Olexandr Pol (1832-1890) was a well-known researcher of Ukrainian-German descent, public figure, archaeologist, and local historian, but his connection with Poltava is less known than his activities in the Katerynoslav region (now Dnipro oblast). Nevertheless, it was in our city that the future entrepreneur and philanthropist gained brilliant knowledge and patriotic inspiration for the rest of his life. Several places associated with the life of young Pol have been preserved in Poltava.

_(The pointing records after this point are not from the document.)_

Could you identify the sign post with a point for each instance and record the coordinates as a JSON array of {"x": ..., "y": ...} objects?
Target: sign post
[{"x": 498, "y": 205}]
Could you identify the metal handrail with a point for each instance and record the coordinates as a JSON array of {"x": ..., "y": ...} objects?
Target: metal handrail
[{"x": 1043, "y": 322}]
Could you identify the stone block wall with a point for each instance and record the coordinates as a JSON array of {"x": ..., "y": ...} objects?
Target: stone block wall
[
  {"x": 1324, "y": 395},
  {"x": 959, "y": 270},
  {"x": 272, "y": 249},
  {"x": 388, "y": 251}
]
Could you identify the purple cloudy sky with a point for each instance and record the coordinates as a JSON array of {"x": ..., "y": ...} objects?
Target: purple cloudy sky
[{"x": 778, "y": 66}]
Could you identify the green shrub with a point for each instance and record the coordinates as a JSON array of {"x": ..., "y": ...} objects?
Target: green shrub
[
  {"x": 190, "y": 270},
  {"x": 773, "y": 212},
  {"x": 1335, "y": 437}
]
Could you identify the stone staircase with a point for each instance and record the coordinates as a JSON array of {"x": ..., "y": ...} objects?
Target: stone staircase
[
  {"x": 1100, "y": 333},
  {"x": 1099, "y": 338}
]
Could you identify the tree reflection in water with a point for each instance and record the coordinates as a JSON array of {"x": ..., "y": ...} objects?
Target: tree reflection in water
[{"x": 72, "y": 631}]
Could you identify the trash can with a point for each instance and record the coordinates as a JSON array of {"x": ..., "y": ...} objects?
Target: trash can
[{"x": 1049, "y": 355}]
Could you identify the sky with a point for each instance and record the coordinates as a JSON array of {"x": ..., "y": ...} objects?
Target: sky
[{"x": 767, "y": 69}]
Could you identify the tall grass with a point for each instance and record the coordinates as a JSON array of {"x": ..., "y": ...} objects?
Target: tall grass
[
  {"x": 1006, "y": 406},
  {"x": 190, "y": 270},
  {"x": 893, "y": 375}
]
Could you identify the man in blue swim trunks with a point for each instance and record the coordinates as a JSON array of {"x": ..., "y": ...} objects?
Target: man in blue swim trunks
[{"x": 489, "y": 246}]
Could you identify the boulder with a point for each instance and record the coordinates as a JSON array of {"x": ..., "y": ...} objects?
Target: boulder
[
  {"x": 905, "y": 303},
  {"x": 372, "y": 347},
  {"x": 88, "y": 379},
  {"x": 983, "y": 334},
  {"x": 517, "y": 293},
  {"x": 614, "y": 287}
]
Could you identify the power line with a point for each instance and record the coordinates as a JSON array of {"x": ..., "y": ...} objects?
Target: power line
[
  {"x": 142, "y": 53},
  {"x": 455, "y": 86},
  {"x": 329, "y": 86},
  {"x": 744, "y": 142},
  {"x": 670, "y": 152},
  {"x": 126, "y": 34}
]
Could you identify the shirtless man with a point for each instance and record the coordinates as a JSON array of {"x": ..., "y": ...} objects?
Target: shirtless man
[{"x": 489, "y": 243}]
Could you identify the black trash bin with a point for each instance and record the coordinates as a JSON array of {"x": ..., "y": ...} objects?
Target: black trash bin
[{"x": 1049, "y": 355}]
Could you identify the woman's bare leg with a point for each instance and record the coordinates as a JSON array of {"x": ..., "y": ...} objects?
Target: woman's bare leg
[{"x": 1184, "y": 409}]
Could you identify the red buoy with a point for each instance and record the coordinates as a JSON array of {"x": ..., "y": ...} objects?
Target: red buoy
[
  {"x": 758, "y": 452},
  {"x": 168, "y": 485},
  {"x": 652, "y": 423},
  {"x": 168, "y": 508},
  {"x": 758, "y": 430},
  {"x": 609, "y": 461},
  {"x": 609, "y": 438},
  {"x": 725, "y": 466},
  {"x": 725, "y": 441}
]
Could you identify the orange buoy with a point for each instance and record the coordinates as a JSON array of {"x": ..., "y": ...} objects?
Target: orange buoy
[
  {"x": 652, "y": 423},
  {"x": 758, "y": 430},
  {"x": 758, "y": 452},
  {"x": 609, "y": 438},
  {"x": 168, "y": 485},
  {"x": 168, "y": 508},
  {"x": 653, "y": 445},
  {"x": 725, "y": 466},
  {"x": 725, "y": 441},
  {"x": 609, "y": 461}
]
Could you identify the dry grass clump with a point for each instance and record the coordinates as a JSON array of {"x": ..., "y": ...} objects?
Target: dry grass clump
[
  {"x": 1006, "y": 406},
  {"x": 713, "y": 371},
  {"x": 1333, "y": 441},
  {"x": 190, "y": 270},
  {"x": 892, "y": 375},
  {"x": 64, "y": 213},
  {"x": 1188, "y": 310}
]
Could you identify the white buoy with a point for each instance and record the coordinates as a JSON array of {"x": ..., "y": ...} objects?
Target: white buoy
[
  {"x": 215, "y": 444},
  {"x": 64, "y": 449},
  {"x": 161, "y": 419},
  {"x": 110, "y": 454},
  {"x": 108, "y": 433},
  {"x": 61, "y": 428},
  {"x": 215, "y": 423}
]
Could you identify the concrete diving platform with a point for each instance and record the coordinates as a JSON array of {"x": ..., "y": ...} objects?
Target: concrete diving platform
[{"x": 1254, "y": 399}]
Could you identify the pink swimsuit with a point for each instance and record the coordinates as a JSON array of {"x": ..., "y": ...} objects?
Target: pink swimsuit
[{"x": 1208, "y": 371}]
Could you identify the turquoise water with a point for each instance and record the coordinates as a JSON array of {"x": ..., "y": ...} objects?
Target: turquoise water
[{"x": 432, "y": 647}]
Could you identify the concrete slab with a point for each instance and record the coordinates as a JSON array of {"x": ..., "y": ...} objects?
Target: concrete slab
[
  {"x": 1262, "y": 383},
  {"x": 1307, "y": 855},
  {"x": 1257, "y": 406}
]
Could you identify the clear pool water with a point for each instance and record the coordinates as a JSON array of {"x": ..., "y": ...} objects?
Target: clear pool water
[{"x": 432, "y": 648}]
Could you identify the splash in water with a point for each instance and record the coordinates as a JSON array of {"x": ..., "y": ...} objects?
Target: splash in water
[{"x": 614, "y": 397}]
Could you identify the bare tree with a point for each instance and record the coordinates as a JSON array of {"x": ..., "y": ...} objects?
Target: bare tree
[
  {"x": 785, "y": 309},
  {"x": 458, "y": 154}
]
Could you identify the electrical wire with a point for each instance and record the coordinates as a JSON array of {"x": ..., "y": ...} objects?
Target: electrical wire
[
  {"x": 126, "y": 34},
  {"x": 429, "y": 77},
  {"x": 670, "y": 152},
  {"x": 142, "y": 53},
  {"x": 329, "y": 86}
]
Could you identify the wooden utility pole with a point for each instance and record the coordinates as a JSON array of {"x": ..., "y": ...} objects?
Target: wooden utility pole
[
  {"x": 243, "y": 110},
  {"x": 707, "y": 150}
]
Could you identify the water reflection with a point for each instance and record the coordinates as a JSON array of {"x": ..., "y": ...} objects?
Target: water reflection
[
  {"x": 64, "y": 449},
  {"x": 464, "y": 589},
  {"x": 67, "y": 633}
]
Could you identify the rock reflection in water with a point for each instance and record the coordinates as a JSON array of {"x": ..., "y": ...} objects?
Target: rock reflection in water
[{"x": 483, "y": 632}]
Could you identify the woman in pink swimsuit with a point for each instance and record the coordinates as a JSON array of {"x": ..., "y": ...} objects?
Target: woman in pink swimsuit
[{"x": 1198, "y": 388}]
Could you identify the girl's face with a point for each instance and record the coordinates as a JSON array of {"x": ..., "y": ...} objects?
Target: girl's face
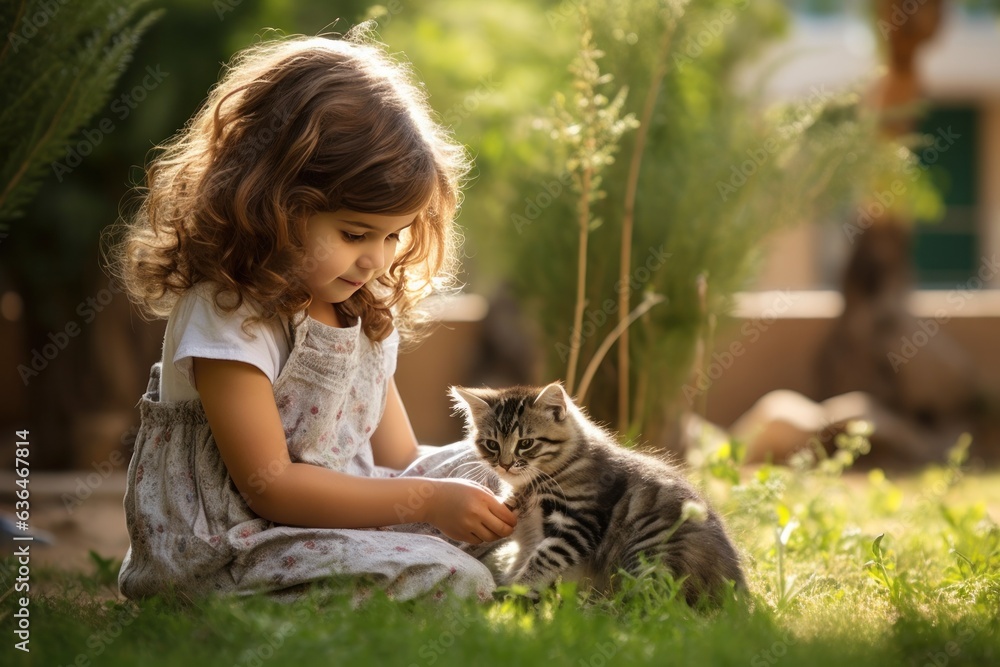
[{"x": 347, "y": 249}]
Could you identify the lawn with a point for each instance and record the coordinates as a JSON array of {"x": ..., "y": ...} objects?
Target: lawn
[{"x": 845, "y": 567}]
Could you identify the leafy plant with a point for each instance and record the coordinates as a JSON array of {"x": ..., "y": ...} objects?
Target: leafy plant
[
  {"x": 58, "y": 66},
  {"x": 689, "y": 201}
]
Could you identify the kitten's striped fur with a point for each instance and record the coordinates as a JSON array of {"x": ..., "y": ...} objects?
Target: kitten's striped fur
[{"x": 588, "y": 506}]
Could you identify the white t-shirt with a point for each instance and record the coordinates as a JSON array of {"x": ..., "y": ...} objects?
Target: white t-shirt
[{"x": 196, "y": 328}]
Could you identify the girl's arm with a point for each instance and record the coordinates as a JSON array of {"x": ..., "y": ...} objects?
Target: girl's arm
[
  {"x": 393, "y": 442},
  {"x": 239, "y": 402}
]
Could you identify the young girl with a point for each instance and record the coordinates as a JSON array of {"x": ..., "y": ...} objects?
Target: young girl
[{"x": 288, "y": 232}]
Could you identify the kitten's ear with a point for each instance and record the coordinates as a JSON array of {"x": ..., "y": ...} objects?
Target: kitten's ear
[
  {"x": 468, "y": 402},
  {"x": 553, "y": 398}
]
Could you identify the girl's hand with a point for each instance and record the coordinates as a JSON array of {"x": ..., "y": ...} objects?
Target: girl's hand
[{"x": 468, "y": 512}]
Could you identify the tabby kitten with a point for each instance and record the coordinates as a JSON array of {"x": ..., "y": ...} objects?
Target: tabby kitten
[{"x": 588, "y": 506}]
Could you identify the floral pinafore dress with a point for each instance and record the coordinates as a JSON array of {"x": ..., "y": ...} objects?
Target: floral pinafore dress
[{"x": 191, "y": 530}]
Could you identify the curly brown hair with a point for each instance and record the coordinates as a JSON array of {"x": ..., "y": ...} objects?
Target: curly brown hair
[{"x": 296, "y": 126}]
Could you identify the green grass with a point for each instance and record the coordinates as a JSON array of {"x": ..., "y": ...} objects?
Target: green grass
[{"x": 826, "y": 589}]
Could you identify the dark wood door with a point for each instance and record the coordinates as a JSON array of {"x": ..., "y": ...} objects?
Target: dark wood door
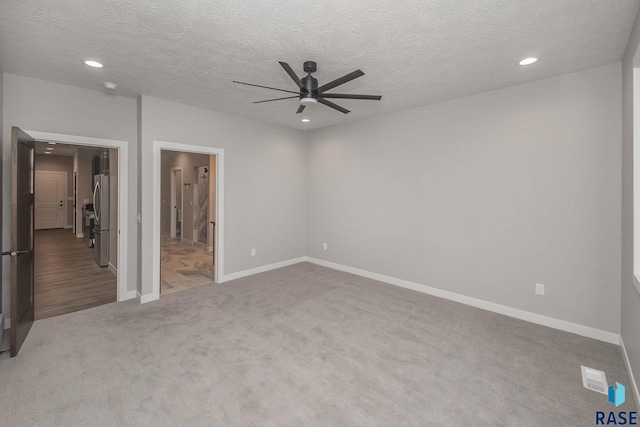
[{"x": 22, "y": 216}]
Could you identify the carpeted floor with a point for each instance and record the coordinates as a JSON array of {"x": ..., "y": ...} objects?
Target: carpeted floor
[{"x": 301, "y": 346}]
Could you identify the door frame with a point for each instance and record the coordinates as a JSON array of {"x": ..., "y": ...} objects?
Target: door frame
[
  {"x": 218, "y": 265},
  {"x": 123, "y": 197},
  {"x": 172, "y": 228},
  {"x": 64, "y": 207}
]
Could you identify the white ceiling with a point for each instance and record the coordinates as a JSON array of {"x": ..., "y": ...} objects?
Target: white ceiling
[
  {"x": 57, "y": 149},
  {"x": 412, "y": 53}
]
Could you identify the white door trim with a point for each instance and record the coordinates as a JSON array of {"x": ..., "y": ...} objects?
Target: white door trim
[
  {"x": 172, "y": 228},
  {"x": 218, "y": 270},
  {"x": 123, "y": 195},
  {"x": 64, "y": 205}
]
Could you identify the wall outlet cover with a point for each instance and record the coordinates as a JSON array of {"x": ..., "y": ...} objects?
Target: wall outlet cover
[{"x": 593, "y": 379}]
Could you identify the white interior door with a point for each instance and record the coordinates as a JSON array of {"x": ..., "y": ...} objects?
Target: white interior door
[{"x": 50, "y": 197}]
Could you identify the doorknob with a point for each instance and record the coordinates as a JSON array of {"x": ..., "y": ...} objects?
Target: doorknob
[{"x": 15, "y": 253}]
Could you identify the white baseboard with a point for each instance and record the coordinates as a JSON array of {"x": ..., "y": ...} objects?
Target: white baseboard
[
  {"x": 634, "y": 385},
  {"x": 539, "y": 319},
  {"x": 261, "y": 269},
  {"x": 143, "y": 299}
]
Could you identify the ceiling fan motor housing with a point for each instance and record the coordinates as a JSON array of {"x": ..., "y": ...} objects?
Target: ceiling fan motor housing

Olexandr Pol's maternal relatives lived in Poltava on Kamianna Street (now Magdeburg Law Street), so in 1844 young Olexandr entered the Poltava First Men's Gymnasium, where he studied until 1850. At the same time, Leonid Hlibov (1827-1893), a classic of Ukrainian literature and a fabulist, studied at the gymnasium. Other teachers at the gymnasium at that time were the famous Ukrainian romantic poet Levko Borovykovskyi, the first biographer of Ivan Kotliarevskyi, Ukrainian public and cultural figure Stepan Steblin-Kaminskyi, historian and ethnographer Pavlo Bodianskyi, and artist Fedot Tkachenko. In 1846, the First Poltava Men's Gymnasium was visited by the Ukrainian writer Yevhen Hrebinka, who expressed his impressions of his stay in the city in his work Poltava Evenings.
For various events, Olexandr Pol had to attend the Noble Assembly building, as the gymnasium did not have an assembly hall. All the celebrations at the end of the school year also took place in the hall of the Noble Assembly.